ほんの先々週まで商売順調だったディーダの店がよ、森さんのK1出場とかいろんな事があった後に、なんかぱったりと客足が途絶えちゃったのよ。これにはマスターも顔色真っ青よ。なんで客足が落ちたのか原因がさっぱり不明なのよ。うちとしても腕利きプログラマーの東方太郎氏と相談してるんだけど、彼もコンピュータ以外の事はさっぱりわからないっていうか、俺と話す時もアセンブラ言語でしか話さないから9割方何言ってるのかわからないんだけどさ。


とにかくえらいヤバいってんで、マスコミ大手のインタープレス社にうちの店を紹介してって頼んだのさ。そしたらプロパンガスがどうのって話をしだしてきたのよ。俺は咄嗟に、真珠夫人からもらったあのプロパンガス風船か?と思って、それを見せてみたら喜んじゃって。譲ってくれないかっていうんで、譲ってあげたのよ。ほら、紹介してもらいたいっていう下心があったからさ、この程度でいいならと思って渡しちゃったのよ。
バカだったね。ほんとバカだった。
インタープレス社の鬼頭さんってのが、その後新聞にプロパンガス風船の事を書いてて、大ヒットよ。
早速増産体制に入ったとかなんとかで、もう100万風船ほどの予約が入ってるらしいね。

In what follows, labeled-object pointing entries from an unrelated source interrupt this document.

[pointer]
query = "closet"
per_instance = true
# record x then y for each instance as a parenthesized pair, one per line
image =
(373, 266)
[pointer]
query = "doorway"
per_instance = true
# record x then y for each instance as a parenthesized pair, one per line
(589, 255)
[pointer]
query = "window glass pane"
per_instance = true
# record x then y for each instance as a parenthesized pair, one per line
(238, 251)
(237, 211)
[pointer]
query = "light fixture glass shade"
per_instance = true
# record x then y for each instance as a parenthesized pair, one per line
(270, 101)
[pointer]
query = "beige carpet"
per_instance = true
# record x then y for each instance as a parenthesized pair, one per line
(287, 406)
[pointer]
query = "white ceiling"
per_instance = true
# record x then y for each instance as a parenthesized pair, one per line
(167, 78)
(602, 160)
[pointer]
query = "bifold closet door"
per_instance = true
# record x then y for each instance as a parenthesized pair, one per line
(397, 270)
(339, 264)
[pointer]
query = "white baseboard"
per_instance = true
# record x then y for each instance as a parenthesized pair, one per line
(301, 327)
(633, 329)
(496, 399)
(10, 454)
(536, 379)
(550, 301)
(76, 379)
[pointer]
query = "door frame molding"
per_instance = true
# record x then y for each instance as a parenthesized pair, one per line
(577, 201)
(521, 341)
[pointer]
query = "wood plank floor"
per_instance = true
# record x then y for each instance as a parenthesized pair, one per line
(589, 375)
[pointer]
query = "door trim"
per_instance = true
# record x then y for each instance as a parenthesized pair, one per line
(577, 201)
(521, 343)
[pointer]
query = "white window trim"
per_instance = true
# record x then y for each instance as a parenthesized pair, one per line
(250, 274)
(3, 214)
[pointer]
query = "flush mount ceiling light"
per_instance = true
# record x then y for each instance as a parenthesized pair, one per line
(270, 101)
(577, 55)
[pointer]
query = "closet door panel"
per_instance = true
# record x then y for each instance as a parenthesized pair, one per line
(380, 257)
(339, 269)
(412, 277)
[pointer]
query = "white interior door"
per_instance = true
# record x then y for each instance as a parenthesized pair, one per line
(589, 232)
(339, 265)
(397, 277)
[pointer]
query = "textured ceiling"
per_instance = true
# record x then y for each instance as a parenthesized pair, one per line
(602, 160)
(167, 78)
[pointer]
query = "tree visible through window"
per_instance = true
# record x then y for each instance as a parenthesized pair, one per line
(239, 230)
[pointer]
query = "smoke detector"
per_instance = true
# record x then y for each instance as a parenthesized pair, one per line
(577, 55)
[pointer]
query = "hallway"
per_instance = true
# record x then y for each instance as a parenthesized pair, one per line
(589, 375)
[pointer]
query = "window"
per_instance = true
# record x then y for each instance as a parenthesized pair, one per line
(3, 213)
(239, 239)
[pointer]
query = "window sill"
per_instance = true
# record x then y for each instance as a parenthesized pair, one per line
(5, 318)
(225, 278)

黙って真珠夫人の言葉を信じて待てばよかったと思ったよ、ほんと。
ついでに言うと、ディーダの店の客足がさっぱりになったから、今度は学習塾でも開こうかって案が出てたのよ。色々悩んだ末にこれは廃案にしてしまったんだけど、今考えるともったいなかったかなとも思うね。というのも、ディーダの隣に新しくできたリコウ塾ってのが大繁盛しちゃってね。うちももっと早めに手を打っておけばよかったと思ったよ。